5 Ekim 2014 Pazar

Günlerin Köpüğü - Boris Vian


Aslında Günlerin Köpüğünü tek başına alıp incelemektense Boris Vianın yazmış olduğu bütün kitapları bir arada değerlendirmek daha mantıklı bence. Tabii bunun için yazarın bütün kitaplarını okumuş olmak gerekiyor. Ben okudum mu? Hayır! Yine de Günlerin Köpüğü dışında Pekinde Sonbahar, Yürek Söken ve Mezarlarınıza Tüküreceğim romanlarını okumuş olduğum için bu çerçevede birkaç şey söyleyebilecekmişim gibi hissediyorum kendimi.

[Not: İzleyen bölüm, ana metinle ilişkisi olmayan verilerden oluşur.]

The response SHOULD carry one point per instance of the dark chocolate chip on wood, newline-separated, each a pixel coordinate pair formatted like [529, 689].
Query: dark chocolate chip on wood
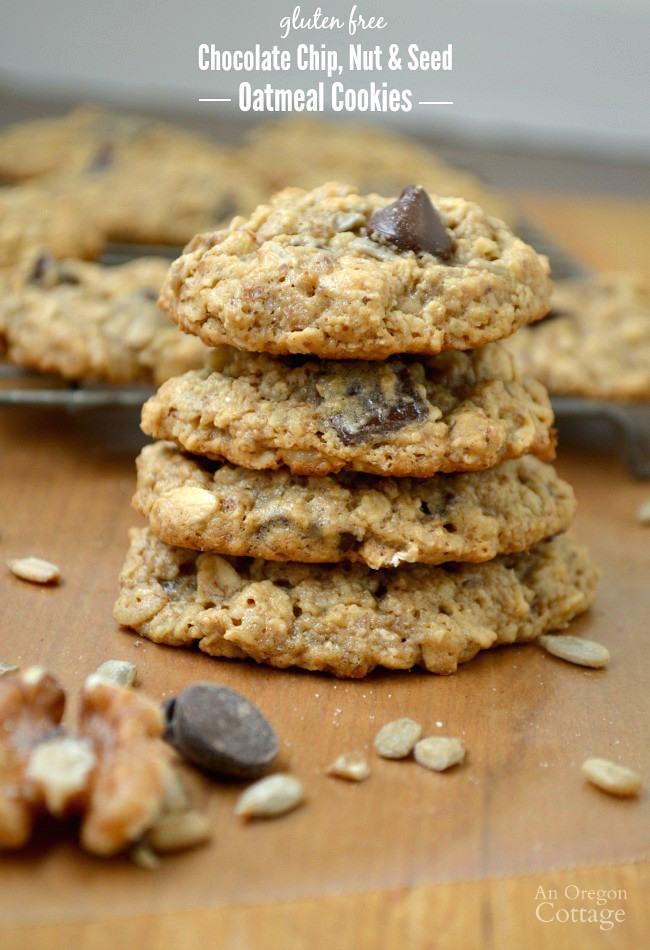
[220, 731]
[411, 224]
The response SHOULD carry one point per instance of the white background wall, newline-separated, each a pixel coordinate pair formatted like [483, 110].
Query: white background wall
[573, 73]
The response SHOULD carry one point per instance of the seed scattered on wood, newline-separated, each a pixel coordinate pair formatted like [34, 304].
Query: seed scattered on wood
[643, 513]
[396, 739]
[271, 796]
[611, 777]
[179, 831]
[352, 766]
[144, 856]
[35, 569]
[439, 752]
[120, 672]
[575, 650]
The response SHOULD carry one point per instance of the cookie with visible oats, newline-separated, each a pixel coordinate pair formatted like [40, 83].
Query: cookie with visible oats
[212, 506]
[348, 619]
[403, 416]
[595, 342]
[141, 179]
[31, 218]
[90, 322]
[310, 273]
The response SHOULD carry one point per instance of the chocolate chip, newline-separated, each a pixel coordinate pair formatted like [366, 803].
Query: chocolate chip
[41, 265]
[411, 224]
[150, 293]
[220, 731]
[371, 411]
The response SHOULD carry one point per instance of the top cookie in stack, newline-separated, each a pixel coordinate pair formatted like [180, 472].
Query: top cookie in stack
[377, 322]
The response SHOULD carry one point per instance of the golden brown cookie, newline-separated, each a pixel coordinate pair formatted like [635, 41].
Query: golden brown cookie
[458, 411]
[347, 619]
[308, 273]
[595, 342]
[91, 322]
[194, 503]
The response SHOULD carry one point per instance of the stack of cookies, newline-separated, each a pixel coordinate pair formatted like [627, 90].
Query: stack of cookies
[360, 476]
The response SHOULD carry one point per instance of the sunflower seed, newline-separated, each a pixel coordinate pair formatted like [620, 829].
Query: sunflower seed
[34, 569]
[575, 650]
[120, 672]
[611, 777]
[439, 752]
[271, 796]
[353, 767]
[179, 831]
[396, 739]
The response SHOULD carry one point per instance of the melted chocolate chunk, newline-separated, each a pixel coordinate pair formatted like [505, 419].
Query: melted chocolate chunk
[411, 224]
[371, 414]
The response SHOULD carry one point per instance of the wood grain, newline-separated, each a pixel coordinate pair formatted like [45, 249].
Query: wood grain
[408, 859]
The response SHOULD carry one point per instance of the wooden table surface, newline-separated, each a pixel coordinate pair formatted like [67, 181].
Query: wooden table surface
[481, 857]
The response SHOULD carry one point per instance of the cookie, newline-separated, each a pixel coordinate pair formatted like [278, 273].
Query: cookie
[348, 619]
[304, 275]
[31, 218]
[208, 506]
[595, 342]
[305, 152]
[166, 201]
[90, 138]
[403, 416]
[90, 322]
[142, 180]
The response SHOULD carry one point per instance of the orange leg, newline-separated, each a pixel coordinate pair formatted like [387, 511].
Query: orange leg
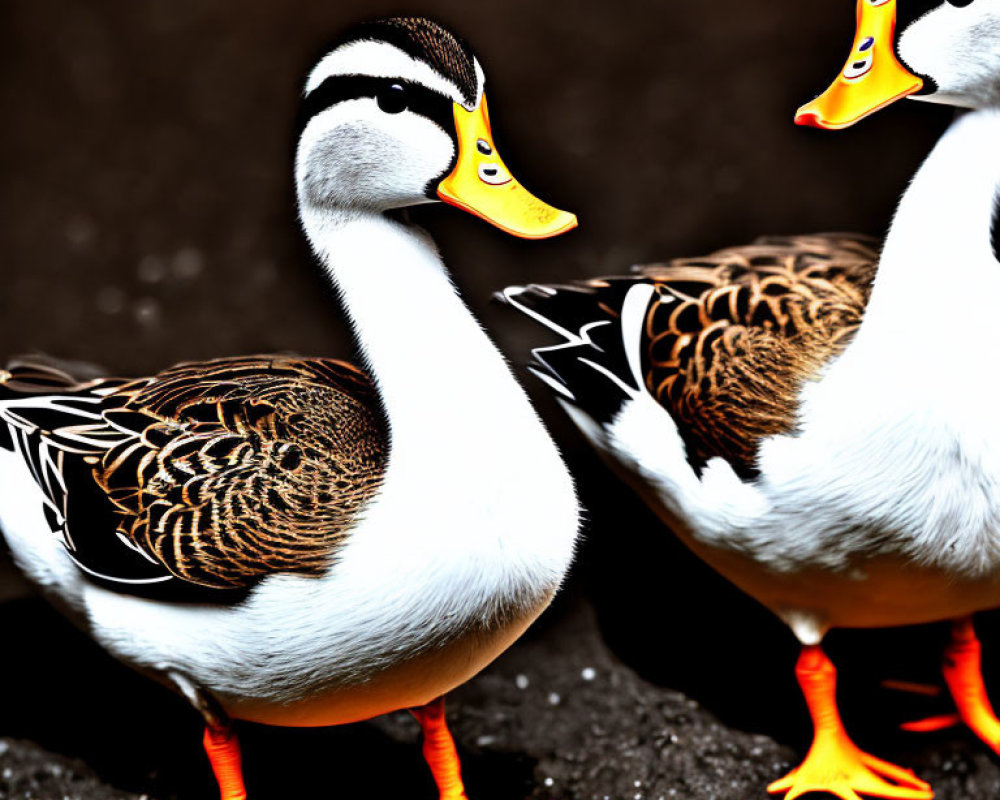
[223, 750]
[834, 763]
[963, 673]
[439, 750]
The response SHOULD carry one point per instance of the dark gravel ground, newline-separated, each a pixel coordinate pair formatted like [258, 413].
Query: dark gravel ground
[146, 217]
[556, 718]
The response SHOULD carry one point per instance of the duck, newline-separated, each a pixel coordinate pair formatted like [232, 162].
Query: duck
[813, 415]
[299, 541]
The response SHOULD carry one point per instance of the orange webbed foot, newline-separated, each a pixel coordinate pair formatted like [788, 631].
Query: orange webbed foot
[834, 764]
[845, 771]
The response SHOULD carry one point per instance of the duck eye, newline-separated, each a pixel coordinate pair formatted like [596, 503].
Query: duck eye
[392, 99]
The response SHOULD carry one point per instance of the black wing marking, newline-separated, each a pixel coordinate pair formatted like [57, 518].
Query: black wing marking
[59, 438]
[591, 368]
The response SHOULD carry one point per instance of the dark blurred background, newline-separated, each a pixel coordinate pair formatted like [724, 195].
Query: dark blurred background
[146, 216]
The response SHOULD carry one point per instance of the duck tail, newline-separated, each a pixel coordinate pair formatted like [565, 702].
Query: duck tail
[596, 367]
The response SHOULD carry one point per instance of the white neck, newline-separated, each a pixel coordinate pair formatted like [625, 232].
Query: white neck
[439, 376]
[938, 254]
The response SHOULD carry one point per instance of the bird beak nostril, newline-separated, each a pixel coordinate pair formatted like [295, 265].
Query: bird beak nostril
[481, 184]
[493, 174]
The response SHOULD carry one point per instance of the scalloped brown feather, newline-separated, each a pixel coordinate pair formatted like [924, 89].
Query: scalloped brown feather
[240, 468]
[738, 333]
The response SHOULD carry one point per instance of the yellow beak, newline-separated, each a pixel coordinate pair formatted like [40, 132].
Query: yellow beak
[873, 77]
[482, 185]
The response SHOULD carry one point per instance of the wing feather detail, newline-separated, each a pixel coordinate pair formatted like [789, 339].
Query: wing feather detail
[217, 473]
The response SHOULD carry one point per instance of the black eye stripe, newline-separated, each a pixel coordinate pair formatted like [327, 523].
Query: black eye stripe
[340, 88]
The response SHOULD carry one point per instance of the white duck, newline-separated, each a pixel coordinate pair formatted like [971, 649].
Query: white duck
[817, 422]
[285, 540]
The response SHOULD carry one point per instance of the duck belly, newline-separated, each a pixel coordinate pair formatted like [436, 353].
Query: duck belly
[410, 610]
[884, 591]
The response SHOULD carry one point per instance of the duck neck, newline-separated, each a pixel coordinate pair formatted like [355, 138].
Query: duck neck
[940, 250]
[436, 371]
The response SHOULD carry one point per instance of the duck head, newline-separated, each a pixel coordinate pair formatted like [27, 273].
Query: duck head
[945, 52]
[394, 115]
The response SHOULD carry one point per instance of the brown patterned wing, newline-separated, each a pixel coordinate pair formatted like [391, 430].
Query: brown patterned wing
[241, 468]
[217, 473]
[731, 338]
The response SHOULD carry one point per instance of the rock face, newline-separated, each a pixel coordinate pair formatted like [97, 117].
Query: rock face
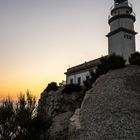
[59, 107]
[111, 109]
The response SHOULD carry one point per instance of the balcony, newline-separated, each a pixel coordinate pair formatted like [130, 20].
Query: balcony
[131, 14]
[128, 4]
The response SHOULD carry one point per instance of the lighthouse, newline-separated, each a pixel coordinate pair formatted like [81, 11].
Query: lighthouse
[121, 38]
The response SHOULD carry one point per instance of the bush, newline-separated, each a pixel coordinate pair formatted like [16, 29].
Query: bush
[20, 121]
[72, 88]
[134, 59]
[109, 63]
[88, 82]
[51, 87]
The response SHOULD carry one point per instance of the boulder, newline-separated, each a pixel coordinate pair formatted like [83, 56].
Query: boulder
[111, 108]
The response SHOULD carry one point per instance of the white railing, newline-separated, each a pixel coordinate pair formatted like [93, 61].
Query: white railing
[118, 5]
[133, 14]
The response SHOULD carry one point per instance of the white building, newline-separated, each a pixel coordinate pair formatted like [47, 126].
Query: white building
[121, 41]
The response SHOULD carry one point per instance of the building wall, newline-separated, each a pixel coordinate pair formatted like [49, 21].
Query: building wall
[75, 77]
[122, 44]
[81, 74]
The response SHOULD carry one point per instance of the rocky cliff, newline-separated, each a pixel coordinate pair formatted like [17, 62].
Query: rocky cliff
[110, 110]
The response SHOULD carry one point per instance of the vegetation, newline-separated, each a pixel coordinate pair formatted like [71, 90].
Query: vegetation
[134, 59]
[71, 88]
[89, 81]
[20, 121]
[106, 63]
[51, 87]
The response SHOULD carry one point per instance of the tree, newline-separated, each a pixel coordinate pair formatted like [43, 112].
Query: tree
[134, 59]
[51, 87]
[20, 120]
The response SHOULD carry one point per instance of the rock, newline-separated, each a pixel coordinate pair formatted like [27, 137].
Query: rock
[111, 109]
[59, 107]
[59, 127]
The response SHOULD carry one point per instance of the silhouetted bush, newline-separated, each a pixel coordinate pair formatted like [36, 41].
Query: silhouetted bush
[72, 88]
[106, 63]
[88, 82]
[20, 121]
[134, 59]
[51, 87]
[110, 63]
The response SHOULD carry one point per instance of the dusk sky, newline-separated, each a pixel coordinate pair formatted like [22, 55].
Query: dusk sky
[40, 39]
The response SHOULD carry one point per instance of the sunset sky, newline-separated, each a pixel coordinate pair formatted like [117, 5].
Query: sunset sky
[40, 39]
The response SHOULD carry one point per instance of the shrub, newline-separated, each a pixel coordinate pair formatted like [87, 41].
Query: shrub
[88, 82]
[109, 63]
[51, 87]
[134, 59]
[20, 121]
[72, 88]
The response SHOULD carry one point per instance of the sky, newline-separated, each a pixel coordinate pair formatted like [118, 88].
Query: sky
[40, 39]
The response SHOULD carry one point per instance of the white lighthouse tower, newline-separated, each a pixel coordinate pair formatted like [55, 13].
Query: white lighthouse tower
[121, 38]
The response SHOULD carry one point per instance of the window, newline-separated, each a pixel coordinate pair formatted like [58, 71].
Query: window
[87, 77]
[71, 81]
[128, 36]
[79, 80]
[127, 12]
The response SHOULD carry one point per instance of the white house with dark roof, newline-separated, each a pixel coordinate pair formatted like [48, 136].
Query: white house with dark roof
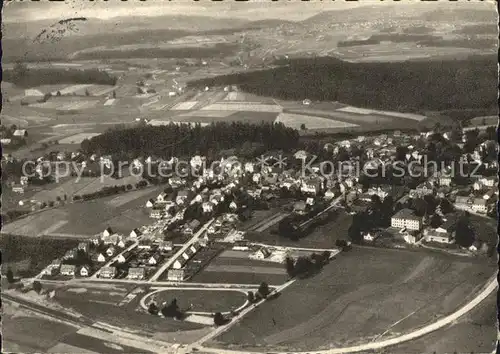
[107, 232]
[176, 274]
[84, 271]
[68, 270]
[406, 218]
[107, 272]
[262, 253]
[137, 273]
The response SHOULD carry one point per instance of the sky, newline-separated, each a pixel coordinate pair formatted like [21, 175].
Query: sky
[253, 9]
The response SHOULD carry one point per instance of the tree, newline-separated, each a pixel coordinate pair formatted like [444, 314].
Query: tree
[153, 309]
[219, 319]
[10, 276]
[37, 286]
[171, 310]
[446, 206]
[290, 267]
[263, 289]
[464, 235]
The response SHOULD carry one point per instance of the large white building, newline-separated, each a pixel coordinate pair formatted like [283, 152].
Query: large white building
[406, 218]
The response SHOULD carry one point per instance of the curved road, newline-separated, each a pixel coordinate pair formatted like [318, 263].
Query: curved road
[488, 289]
[243, 291]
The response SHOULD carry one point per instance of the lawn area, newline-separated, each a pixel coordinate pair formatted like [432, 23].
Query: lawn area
[202, 300]
[25, 332]
[126, 317]
[27, 256]
[238, 278]
[357, 297]
[323, 236]
[83, 219]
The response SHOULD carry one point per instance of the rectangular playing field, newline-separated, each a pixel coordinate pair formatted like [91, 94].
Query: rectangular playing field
[359, 296]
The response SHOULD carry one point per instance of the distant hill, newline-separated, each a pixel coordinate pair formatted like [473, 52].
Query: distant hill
[462, 15]
[398, 86]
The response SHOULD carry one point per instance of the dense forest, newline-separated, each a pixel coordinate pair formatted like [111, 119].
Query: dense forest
[22, 76]
[412, 86]
[185, 140]
[218, 50]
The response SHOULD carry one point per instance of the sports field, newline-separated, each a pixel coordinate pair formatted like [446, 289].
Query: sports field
[359, 296]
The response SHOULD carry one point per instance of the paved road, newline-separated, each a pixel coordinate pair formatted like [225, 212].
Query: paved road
[487, 290]
[219, 330]
[188, 244]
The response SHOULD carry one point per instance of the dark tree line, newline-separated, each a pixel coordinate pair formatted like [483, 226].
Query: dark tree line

Şimdi, Boris Vianın Vernon Sullivan takma adıyla Amerikalı bir yazar yazmış da kendisi Fransızcaya çevirmiş gibi yaptığı romanlar ile kendi adını kullanarak yayımladığı romanlar arasında fark var. Ki benim daha ortaokul yıllarındayken okuduğum ve Boris Vian romanı olduğunu yıllar sonra öğrendiğim Mezarlarınıza Tüküreceğim de içlerinde olan romanları daha gerçekçi, sosyal konulara daha doğrudan değinen, tepki çekecek kadar şiddet ve cinsellik içeren kitaplar. Ve Bütün Çirkinler Öldürülecek, Kızlar Farkına Varmıyor, Derilerinizi Yüzeceğim isimli kitapları bu tarz olanlar. Geri kalanlar ise trajikomik bir gerçeküstücülükle yazdığı ve bence yazarken çok eğlendiği ve okurken beni de çok eğlendiren kitapları. Hatta bildiğim kadarıyla en popüler kitabı olan Günlerin Köpüğünü iki günde yazıp bitirmiş Vian.

Bütün absürtlüğüne ve gerçeküstü atmosferine rağmen yine de bir aşk hikayesini, ölümcül bir hastalığı, yoksulluğu ya da toplumsal sorunları çok gerçek bir duygu olarak okuyucuya geçirebiliyor olması da bence yazarın asıl başarısı. Diğer taraftan Boris Vianın kelime oyunlarına olan düşkünlüğü çeviri okuyanları da olumsuz etkiliyor tabii ki. Zavallı çevirmenlerin zor durumlarını hayal bile edemiyorum. Ben henüz yapmadım ama bir gün Vian kitaplarını orijinal dilinden okuyabilecek olduğum için kendimi şanslı hissediyorum. Bunun için ilk fırsatta zaman ayırmalıyım.

Geçenlerde Günlerin Köpüğünü ikinci kez okudum. İlk okuduğumda onlu yaşlarımın ikinci yarısındaydım ve sıcak bir yaz günü ağzımda eriyip giden nefis bir dondurma tadı bırakmıştı. Duvarları daralan ev, konuşmasalar da hareketleriyle insanlarla iletişim kurabilen fareler, ciğerde açan nilüfer çiçeği gibi gerçeküstü, absürt, fantastik öğeler unutulmazlarım arasına girmişlerdi. Şimdi kırklı yaşlarımın ortalarındayken tekrar okuduğumda vejetaryen arkadaşlardan özür dileyerek söylüyorum ki tam istediğim şekilde pişirilmiş, sosuyla, garnitürüyle, kokusuyla, lezzetiyle muhteşem bir ızgara biftek tadı aldım doğrusu. Üstelik Pekinde Sonbahar ve Yürek Sökeni de peşi sıra okuyunca tam bir ziyafete dönüştü bu okuma süreci. Diğer taraftan şimdiye kadar başlayıp da yarım bıraktığım (birkaç kez) ender kitaplardan biri olan Jean-Paul Sartreın Özgürlüğün Yolları üçlemesine tekrar başlamamı sağladı. Yine yarım bıraktım ama.

Okuma listemde Kızıl Ot var. Okuduğum son Vian Kitabı olacaktır sanırım. Duyduğuma göre yazarın en sağlam metinlerinden biriymiş. Çok merak ediyorum. Elimdeki kitap bitince (Uyandığında – Hillary Jordan) Paul Austerden Görünmeyeni okuyacağım. Ardından da ver elini Kızıl Ot. Anlatırım.